Day One, Thanksgiving
Naturally, Becca sprang out of bed early in the morning, excited to be reunited with her mountains. I reluctantly crawled out of bed and followed her out into the street, where she pointed out all the mountains and explained how she found her way around Provo using the mountains as her guide. She didn’t need Google Maps growing up in Utah.
We had flown in so late the night before; everything looked flat in the dark. I couldn’t see the monstrous mountains that surrounded us. Just looking out the window in the morning was incredible.
After taking a few minutes to actually get dressed and ready for the day, we walked down the road with our friend Rachel and her brother Michael, who we were staying with. It was then that I truly saw Utah for the first time.
That day, we spent a good bit of time driving around, as it was Thanksgiving and most places were closed. Becca showed me special places from her childhood, like her high school and the Vet she once worked at.
Thanksgiving dinner was something extraordinary. We drove up to Sundance, where Becca once lived, and ate at a fancy little restaurant there. We went around the table several times, saying our thanks, and then each enjoyed a full plate of gravy-coated turkey, cranberry sauce, mashed potatoes, and all the things you would hope for at a Thanksgiving dinner table.

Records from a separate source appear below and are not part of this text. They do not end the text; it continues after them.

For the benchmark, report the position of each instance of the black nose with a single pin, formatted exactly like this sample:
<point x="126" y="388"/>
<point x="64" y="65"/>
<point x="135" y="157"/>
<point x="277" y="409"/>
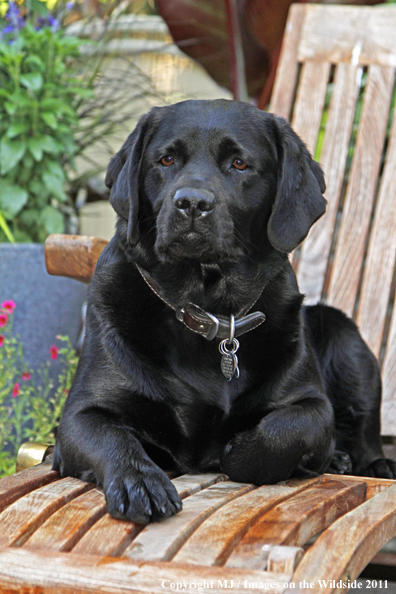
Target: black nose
<point x="192" y="200"/>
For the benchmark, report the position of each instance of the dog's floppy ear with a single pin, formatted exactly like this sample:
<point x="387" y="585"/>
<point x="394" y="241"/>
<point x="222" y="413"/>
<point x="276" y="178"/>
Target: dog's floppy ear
<point x="299" y="201"/>
<point x="122" y="177"/>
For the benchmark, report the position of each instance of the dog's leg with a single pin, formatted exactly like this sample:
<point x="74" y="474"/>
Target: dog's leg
<point x="102" y="449"/>
<point x="295" y="440"/>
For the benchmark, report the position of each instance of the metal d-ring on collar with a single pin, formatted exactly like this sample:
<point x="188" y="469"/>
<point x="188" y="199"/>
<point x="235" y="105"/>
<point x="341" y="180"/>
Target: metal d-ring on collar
<point x="206" y="324"/>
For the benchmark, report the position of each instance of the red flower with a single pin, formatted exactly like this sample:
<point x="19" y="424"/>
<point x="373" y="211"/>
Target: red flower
<point x="9" y="305"/>
<point x="54" y="352"/>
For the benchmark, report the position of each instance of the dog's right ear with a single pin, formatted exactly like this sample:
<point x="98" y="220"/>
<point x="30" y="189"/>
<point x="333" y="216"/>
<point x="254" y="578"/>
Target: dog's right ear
<point x="122" y="178"/>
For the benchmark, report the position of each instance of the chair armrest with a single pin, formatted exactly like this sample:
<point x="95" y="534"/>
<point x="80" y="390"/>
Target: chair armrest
<point x="74" y="256"/>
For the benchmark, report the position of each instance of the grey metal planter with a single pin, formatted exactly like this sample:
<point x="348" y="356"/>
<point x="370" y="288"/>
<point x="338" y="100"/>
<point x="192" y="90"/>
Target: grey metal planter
<point x="46" y="305"/>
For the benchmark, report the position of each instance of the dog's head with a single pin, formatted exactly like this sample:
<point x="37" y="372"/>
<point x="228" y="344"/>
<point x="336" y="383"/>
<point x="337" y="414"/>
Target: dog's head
<point x="211" y="180"/>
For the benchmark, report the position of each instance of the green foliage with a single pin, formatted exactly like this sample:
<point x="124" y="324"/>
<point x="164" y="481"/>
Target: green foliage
<point x="39" y="91"/>
<point x="30" y="402"/>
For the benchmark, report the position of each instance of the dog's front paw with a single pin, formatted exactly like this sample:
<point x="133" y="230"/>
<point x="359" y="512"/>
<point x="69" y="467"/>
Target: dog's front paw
<point x="141" y="495"/>
<point x="381" y="468"/>
<point x="341" y="463"/>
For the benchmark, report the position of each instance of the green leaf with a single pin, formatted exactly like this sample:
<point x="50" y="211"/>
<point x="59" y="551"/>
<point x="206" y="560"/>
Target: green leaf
<point x="11" y="152"/>
<point x="33" y="80"/>
<point x="49" y="119"/>
<point x="17" y="129"/>
<point x="12" y="197"/>
<point x="34" y="145"/>
<point x="55" y="185"/>
<point x="52" y="220"/>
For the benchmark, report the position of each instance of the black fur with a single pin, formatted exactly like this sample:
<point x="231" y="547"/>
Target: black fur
<point x="149" y="393"/>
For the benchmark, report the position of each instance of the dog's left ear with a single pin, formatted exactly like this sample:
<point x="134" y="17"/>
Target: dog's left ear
<point x="122" y="177"/>
<point x="299" y="201"/>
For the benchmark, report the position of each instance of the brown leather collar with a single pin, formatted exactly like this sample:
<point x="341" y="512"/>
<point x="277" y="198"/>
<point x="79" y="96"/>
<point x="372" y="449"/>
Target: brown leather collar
<point x="205" y="323"/>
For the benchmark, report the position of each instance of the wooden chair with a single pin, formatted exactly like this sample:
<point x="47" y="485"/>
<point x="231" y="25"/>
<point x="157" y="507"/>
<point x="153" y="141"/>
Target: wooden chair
<point x="55" y="534"/>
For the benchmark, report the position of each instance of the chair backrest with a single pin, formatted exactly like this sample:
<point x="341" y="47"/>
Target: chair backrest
<point x="336" y="85"/>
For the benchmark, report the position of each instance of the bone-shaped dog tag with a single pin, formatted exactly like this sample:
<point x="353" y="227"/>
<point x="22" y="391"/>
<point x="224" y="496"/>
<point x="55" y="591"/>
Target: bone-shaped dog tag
<point x="229" y="360"/>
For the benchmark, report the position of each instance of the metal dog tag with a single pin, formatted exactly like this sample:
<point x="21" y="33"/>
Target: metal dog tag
<point x="229" y="360"/>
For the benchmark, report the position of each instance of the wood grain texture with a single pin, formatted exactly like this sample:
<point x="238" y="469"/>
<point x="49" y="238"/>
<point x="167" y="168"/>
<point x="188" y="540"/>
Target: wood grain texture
<point x="22" y="517"/>
<point x="286" y="76"/>
<point x="361" y="35"/>
<point x="381" y="256"/>
<point x="66" y="526"/>
<point x="295" y="521"/>
<point x="210" y="546"/>
<point x="360" y="194"/>
<point x="111" y="537"/>
<point x="309" y="103"/>
<point x="65" y="573"/>
<point x="347" y="546"/>
<point x="161" y="541"/>
<point x="16" y="485"/>
<point x="388" y="407"/>
<point x="314" y="255"/>
<point x="73" y="256"/>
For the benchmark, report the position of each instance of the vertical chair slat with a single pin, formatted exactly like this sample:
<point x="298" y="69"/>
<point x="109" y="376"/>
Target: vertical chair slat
<point x="388" y="407"/>
<point x="361" y="190"/>
<point x="378" y="274"/>
<point x="286" y="76"/>
<point x="314" y="256"/>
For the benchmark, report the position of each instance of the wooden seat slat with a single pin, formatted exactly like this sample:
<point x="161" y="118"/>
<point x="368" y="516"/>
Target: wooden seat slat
<point x="64" y="528"/>
<point x="361" y="189"/>
<point x="344" y="548"/>
<point x="67" y="573"/>
<point x="22" y="517"/>
<point x="315" y="251"/>
<point x="295" y="521"/>
<point x="310" y="100"/>
<point x="16" y="485"/>
<point x="111" y="537"/>
<point x="161" y="541"/>
<point x="210" y="546"/>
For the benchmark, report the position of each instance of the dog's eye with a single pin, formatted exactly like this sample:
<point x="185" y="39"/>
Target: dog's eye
<point x="239" y="164"/>
<point x="166" y="161"/>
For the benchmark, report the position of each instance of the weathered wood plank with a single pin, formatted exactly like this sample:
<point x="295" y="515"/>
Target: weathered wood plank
<point x="286" y="76"/>
<point x="66" y="526"/>
<point x="360" y="194"/>
<point x="308" y="107"/>
<point x="25" y="515"/>
<point x="295" y="521"/>
<point x="365" y="35"/>
<point x="161" y="541"/>
<point x="74" y="256"/>
<point x="16" y="485"/>
<point x="111" y="537"/>
<point x="388" y="407"/>
<point x="314" y="255"/>
<point x="23" y="570"/>
<point x="381" y="256"/>
<point x="214" y="540"/>
<point x="347" y="546"/>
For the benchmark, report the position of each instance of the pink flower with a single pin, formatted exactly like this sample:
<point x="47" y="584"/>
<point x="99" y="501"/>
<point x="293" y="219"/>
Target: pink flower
<point x="9" y="305"/>
<point x="54" y="352"/>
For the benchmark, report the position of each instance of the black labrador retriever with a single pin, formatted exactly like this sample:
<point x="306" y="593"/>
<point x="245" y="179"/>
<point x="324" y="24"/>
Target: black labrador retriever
<point x="199" y="354"/>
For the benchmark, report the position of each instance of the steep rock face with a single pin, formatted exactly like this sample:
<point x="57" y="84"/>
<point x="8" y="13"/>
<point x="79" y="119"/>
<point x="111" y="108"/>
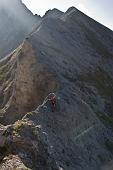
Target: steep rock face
<point x="25" y="83"/>
<point x="72" y="56"/>
<point x="14" y="26"/>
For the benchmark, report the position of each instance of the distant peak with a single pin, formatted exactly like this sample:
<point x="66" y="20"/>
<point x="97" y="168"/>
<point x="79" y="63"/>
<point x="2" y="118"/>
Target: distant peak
<point x="71" y="9"/>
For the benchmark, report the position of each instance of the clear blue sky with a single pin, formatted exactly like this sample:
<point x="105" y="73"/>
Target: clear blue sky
<point x="101" y="10"/>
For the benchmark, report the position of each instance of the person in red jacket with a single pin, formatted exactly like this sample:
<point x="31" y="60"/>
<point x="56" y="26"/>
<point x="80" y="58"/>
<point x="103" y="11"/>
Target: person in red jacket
<point x="52" y="99"/>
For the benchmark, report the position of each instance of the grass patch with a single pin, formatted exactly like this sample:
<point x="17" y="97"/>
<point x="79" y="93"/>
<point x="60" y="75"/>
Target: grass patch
<point x="3" y="70"/>
<point x="109" y="145"/>
<point x="107" y="120"/>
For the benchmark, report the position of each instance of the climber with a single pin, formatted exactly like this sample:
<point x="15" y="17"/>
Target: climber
<point x="52" y="99"/>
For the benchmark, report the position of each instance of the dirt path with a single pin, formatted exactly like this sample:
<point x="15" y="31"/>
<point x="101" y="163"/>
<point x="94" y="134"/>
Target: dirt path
<point x="108" y="166"/>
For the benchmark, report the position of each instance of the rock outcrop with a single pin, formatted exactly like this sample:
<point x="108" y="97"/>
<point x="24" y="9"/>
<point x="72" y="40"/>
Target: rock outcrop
<point x="71" y="55"/>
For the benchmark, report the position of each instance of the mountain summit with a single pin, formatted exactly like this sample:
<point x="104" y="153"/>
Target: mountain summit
<point x="15" y="24"/>
<point x="68" y="56"/>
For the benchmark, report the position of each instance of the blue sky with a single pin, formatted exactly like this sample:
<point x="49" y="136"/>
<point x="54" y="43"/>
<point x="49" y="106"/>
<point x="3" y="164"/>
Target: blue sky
<point x="100" y="10"/>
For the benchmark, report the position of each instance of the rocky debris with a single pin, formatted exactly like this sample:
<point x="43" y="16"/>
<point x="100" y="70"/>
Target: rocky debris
<point x="68" y="55"/>
<point x="25" y="83"/>
<point x="13" y="162"/>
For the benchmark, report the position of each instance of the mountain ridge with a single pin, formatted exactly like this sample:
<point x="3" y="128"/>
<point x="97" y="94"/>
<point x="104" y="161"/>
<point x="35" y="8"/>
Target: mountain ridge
<point x="69" y="55"/>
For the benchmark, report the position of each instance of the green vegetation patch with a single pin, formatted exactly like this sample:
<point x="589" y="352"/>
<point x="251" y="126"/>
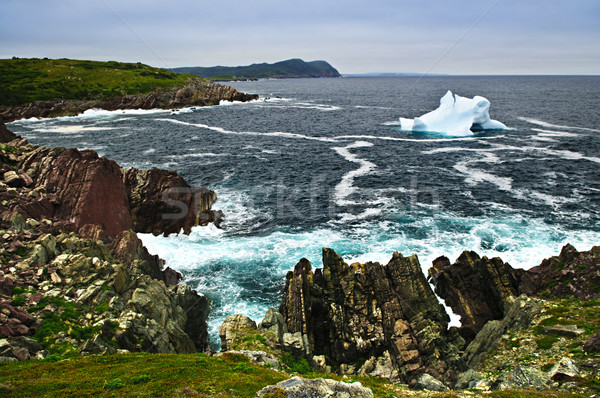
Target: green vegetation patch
<point x="25" y="80"/>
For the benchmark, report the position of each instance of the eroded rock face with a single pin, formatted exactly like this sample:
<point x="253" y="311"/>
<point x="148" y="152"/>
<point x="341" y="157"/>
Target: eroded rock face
<point x="196" y="93"/>
<point x="162" y="202"/>
<point x="371" y="311"/>
<point x="85" y="189"/>
<point x="5" y="134"/>
<point x="570" y="274"/>
<point x="476" y="288"/>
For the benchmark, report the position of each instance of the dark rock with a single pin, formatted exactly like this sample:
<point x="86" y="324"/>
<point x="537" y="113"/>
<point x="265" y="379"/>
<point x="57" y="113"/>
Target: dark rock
<point x="5" y="134"/>
<point x="298" y="387"/>
<point x="171" y="276"/>
<point x="563" y="330"/>
<point x="593" y="344"/>
<point x="348" y="312"/>
<point x="564" y="371"/>
<point x="428" y="382"/>
<point x="468" y="379"/>
<point x="233" y="329"/>
<point x="274" y="322"/>
<point x="522" y="377"/>
<point x="518" y="317"/>
<point x="570" y="274"/>
<point x="475" y="288"/>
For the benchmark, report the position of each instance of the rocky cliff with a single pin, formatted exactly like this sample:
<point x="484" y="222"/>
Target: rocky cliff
<point x="74" y="276"/>
<point x="475" y="288"/>
<point x="195" y="93"/>
<point x="372" y="319"/>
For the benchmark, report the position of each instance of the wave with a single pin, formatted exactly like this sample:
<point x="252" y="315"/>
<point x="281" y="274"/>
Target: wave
<point x="345" y="187"/>
<point x="557" y="126"/>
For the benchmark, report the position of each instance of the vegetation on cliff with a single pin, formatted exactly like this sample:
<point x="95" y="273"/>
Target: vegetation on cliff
<point x="63" y="87"/>
<point x="25" y="80"/>
<point x="291" y="68"/>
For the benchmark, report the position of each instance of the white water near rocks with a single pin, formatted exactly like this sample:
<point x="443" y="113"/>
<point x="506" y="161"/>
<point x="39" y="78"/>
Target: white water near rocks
<point x="326" y="165"/>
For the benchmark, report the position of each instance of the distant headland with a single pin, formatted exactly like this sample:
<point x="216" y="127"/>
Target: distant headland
<point x="289" y="69"/>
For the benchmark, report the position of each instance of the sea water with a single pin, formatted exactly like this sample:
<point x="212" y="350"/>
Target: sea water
<point x="323" y="163"/>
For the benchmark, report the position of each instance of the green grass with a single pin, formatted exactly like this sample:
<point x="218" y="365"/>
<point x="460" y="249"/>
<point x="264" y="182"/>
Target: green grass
<point x="24" y="80"/>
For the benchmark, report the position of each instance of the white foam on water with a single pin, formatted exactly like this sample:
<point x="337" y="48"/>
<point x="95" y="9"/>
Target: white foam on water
<point x="251" y="133"/>
<point x="552" y="133"/>
<point x="556" y="126"/>
<point x="71" y="129"/>
<point x="476" y="176"/>
<point x="346" y="186"/>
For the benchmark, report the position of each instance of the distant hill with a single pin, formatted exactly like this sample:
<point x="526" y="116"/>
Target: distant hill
<point x="292" y="68"/>
<point x="24" y="80"/>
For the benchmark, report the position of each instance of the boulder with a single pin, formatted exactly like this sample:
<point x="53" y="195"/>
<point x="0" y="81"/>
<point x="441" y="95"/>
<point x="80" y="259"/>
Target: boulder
<point x="565" y="370"/>
<point x="298" y="387"/>
<point x="5" y="134"/>
<point x="428" y="382"/>
<point x="519" y="316"/>
<point x="234" y="328"/>
<point x="162" y="202"/>
<point x="593" y="344"/>
<point x="274" y="322"/>
<point x="570" y="274"/>
<point x="476" y="288"/>
<point x="563" y="330"/>
<point x="522" y="377"/>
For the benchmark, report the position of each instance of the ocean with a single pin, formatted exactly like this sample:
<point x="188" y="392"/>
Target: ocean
<point x="323" y="163"/>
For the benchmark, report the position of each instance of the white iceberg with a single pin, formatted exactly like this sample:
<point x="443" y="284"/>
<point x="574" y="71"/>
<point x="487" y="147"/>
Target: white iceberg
<point x="457" y="116"/>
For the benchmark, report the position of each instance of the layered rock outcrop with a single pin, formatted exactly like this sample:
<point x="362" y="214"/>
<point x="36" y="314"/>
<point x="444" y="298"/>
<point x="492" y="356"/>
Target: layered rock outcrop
<point x="93" y="196"/>
<point x="384" y="314"/>
<point x="73" y="273"/>
<point x="570" y="274"/>
<point x="476" y="288"/>
<point x="196" y="93"/>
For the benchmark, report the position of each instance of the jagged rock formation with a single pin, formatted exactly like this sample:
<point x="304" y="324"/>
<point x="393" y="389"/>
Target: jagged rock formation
<point x="73" y="273"/>
<point x="93" y="196"/>
<point x="475" y="288"/>
<point x="380" y="313"/>
<point x="162" y="202"/>
<point x="196" y="93"/>
<point x="5" y="134"/>
<point x="570" y="274"/>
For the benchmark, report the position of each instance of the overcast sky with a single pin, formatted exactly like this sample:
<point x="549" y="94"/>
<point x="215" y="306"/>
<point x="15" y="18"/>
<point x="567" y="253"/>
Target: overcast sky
<point x="355" y="36"/>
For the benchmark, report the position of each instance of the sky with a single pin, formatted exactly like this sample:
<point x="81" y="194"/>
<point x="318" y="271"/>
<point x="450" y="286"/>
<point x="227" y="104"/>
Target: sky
<point x="355" y="36"/>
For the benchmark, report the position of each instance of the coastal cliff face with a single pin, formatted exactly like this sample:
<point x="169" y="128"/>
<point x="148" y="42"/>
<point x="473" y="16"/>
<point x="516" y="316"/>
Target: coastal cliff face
<point x="475" y="288"/>
<point x="387" y="315"/>
<point x="74" y="276"/>
<point x="193" y="94"/>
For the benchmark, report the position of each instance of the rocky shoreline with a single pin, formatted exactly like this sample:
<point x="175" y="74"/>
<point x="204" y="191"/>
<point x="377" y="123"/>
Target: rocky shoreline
<point x="195" y="93"/>
<point x="76" y="280"/>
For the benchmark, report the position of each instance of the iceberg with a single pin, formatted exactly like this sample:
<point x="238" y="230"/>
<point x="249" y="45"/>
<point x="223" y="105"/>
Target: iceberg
<point x="457" y="116"/>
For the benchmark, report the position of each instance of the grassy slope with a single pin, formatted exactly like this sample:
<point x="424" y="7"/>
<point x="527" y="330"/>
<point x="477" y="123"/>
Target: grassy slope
<point x="26" y="80"/>
<point x="289" y="68"/>
<point x="173" y="375"/>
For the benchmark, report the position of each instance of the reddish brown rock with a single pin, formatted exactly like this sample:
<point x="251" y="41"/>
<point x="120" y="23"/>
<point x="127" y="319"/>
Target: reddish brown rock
<point x="475" y="288"/>
<point x="5" y="134"/>
<point x="162" y="202"/>
<point x="88" y="189"/>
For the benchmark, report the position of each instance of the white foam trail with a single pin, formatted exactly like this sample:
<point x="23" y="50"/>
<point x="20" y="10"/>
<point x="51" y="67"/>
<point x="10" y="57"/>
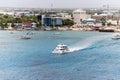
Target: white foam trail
<point x="82" y="44"/>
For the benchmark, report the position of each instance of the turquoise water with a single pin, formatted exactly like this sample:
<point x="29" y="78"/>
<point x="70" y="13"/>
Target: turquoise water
<point x="94" y="56"/>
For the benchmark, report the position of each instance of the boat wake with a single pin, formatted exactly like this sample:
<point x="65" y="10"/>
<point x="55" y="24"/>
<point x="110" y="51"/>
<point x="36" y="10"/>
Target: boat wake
<point x="86" y="43"/>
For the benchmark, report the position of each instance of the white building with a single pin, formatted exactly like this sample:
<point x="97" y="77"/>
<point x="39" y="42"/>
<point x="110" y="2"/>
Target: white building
<point x="78" y="16"/>
<point x="65" y="16"/>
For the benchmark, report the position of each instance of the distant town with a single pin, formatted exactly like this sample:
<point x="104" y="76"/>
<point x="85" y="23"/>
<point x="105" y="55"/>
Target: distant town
<point x="102" y="19"/>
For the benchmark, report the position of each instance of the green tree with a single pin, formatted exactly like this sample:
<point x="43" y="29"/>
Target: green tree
<point x="103" y="21"/>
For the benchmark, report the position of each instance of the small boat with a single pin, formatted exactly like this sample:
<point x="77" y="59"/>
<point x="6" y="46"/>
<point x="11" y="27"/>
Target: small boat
<point x="117" y="36"/>
<point x="61" y="48"/>
<point x="25" y="37"/>
<point x="57" y="33"/>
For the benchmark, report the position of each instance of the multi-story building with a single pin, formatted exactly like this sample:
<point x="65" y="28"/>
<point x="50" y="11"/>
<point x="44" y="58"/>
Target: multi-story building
<point x="78" y="16"/>
<point x="51" y="21"/>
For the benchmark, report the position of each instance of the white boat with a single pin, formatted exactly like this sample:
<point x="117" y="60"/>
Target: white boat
<point x="25" y="37"/>
<point x="57" y="33"/>
<point x="117" y="36"/>
<point x="61" y="48"/>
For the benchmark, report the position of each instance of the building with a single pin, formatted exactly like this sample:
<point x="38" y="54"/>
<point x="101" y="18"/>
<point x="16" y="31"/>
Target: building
<point x="78" y="16"/>
<point x="65" y="16"/>
<point x="51" y="21"/>
<point x="92" y="23"/>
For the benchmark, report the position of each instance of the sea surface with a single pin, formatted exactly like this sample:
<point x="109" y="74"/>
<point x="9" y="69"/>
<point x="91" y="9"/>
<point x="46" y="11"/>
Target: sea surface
<point x="94" y="56"/>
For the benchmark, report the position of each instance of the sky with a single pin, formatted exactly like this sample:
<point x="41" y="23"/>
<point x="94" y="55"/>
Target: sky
<point x="59" y="3"/>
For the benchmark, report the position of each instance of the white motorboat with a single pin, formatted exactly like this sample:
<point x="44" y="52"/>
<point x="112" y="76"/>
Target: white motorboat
<point x="61" y="48"/>
<point x="25" y="37"/>
<point x="117" y="36"/>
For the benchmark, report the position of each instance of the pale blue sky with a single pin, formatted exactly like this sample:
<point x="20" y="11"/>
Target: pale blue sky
<point x="59" y="3"/>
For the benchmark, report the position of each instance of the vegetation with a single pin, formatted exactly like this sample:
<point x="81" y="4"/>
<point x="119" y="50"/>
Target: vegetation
<point x="5" y="19"/>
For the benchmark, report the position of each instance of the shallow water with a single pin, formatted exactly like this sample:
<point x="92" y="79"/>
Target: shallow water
<point x="94" y="56"/>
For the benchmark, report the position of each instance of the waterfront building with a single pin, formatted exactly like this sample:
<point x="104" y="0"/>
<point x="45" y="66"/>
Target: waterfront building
<point x="65" y="16"/>
<point x="51" y="21"/>
<point x="91" y="23"/>
<point x="78" y="16"/>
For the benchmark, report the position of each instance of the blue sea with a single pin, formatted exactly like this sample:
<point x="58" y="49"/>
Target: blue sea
<point x="94" y="56"/>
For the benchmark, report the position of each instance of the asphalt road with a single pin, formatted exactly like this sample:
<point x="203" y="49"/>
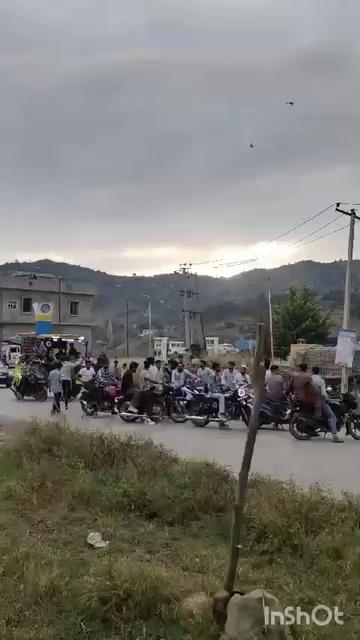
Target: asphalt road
<point x="276" y="454"/>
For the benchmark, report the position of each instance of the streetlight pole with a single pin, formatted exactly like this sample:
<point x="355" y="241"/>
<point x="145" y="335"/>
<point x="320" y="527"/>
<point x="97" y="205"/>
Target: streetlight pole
<point x="149" y="312"/>
<point x="271" y="324"/>
<point x="347" y="294"/>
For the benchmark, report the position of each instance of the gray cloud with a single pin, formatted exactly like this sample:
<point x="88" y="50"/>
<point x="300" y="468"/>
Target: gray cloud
<point x="125" y="126"/>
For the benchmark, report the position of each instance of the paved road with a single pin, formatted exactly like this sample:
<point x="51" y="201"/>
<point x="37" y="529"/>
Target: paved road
<point x="276" y="454"/>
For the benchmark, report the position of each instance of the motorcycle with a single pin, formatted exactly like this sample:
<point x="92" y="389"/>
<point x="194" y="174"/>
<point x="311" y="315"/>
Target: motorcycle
<point x="35" y="387"/>
<point x="239" y="404"/>
<point x="176" y="406"/>
<point x="96" y="399"/>
<point x="304" y="426"/>
<point x="274" y="413"/>
<point x="123" y="402"/>
<point x="204" y="408"/>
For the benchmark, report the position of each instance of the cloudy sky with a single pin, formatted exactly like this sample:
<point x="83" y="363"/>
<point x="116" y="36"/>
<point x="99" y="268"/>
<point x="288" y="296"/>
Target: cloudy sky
<point x="125" y="130"/>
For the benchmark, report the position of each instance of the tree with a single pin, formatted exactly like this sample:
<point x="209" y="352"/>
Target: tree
<point x="300" y="316"/>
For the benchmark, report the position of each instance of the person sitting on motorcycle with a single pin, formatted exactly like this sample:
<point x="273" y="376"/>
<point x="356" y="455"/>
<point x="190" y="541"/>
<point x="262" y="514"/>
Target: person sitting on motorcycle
<point x="215" y="389"/>
<point x="326" y="411"/>
<point x="275" y="389"/>
<point x="243" y="376"/>
<point x="143" y="399"/>
<point x="204" y="374"/>
<point x="231" y="378"/>
<point x="128" y="385"/>
<point x="180" y="376"/>
<point x="102" y="380"/>
<point x="87" y="373"/>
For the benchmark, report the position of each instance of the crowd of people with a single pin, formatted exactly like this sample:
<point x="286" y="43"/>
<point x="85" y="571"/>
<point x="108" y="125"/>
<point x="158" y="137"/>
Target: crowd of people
<point x="307" y="387"/>
<point x="141" y="384"/>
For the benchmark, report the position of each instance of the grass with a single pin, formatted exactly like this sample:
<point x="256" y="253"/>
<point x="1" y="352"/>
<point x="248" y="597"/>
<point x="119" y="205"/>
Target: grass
<point x="168" y="524"/>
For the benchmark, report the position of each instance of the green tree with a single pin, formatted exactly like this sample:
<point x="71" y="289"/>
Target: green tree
<point x="300" y="316"/>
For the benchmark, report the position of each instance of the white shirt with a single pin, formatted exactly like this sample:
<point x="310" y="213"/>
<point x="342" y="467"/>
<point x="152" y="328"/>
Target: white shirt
<point x="229" y="378"/>
<point x="319" y="384"/>
<point x="86" y="374"/>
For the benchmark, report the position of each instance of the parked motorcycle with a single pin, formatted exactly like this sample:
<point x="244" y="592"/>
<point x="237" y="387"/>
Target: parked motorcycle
<point x="123" y="402"/>
<point x="304" y="426"/>
<point x="96" y="399"/>
<point x="35" y="387"/>
<point x="274" y="413"/>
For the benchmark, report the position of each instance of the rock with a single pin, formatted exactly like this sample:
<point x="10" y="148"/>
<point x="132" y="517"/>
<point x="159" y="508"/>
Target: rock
<point x="246" y="617"/>
<point x="220" y="603"/>
<point x="196" y="604"/>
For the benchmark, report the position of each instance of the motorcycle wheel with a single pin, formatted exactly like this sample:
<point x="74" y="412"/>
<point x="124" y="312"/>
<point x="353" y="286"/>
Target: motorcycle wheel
<point x="87" y="410"/>
<point x="200" y="421"/>
<point x="122" y="409"/>
<point x="41" y="395"/>
<point x="245" y="416"/>
<point x="176" y="415"/>
<point x="295" y="430"/>
<point x="353" y="428"/>
<point x="158" y="409"/>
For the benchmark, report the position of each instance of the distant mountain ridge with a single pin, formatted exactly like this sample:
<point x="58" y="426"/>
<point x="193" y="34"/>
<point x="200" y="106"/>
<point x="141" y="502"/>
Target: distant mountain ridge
<point x="239" y="292"/>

The drive back should have been fine, but let me tell you: Elevation sickness is a real thing. It took a minute for my body to adjust to being 5k feet above sea level, and I did not react well, but we’ll leave it at that. That’s something to prepare for if you aren’t accustomed to mountains and higher elevations.
Day Two, Park City
The next day, after waking up with stomachs still full, we headed out to meet some of Becca’s high school friends (who were all wonderful people) and drove up to Park City, UT. You might recognize the name from a little thing called the Olympics that were held there in 2002. Unfortunately, we did not have time for Becca to show off her skiing skills and for me to tumble down the slopes, but it only took standing there and looking at the mountains for me to be frozen in shock and awe.
The town of Park City is adorable. It’s like a little snowy mountain village from a Disney movie, except, you know, real. We stepped around snowy puddles and followed the sidewalks along storefronts and restaurants that could have easily been a part of a theme park exhibit. We ducked into a few gift shops and even a store that only sold socks, appropriately named Sock City. I definitely spent way more than I should have.
Day Three, Provo and Sundance
Our only plans for day three were for Becca to play some songs at a great little venue in Provo, but that wasn’t until later that night. We spent the day driving our little rental car around some of the places that Becca loved and missed. We visited the stables where she once housed her horse, then drove alongside Provo Bay – a GORGEOUS freshwater bay bordering Utah Lake. Along the road, we drove slowly past a man on a tall horse riding towards us. There was nothing but farmland for miles.
The bay is surrounded by the most beautiful landscape I have ever seen. There are tall grasses that seem endless until they appear to run into the water and sky, which both were of the brightest blue. The clouds looked as though I could touch them if I ran far enough. We parked on the side of the road and skipped through the grass like kids.
Next, we headed up to Sundance Ski Resort, where we had Thanksgiving dinner a few nights before. Becca showed me the house she grew up in, and we walked around the resort. We had lunch in the little deli on the property, which provided amazing sandwiches and homemade candies.
Day Four, Snow Storm Sunday
Our last day in Utah was exciting in that we weren’t sure if it was ACTUALLY going to be our last day. Our flight out was around 5 pm, and it started snowing around 1 pm. Even if our flight was going to take off, we were running the risk of not making it to the airport in time. Thankfully, Utah knows how to handle snow, and we made it fine. Plus, I was able to experience a “snow day” in the Rockies.
It was on that day that I also experienced Cafe Rio, a Mexican chain restaurant headquartered in Salt Lake City. They’re very popular in the Provo area; what I didn’t know until now is that they actually have locations in some other states as well.
My only regret is not having more time to spend there, but my chances of returning are only getting higher as I look through the pictures and remember how incredible the landscape is and how friendly everybody was.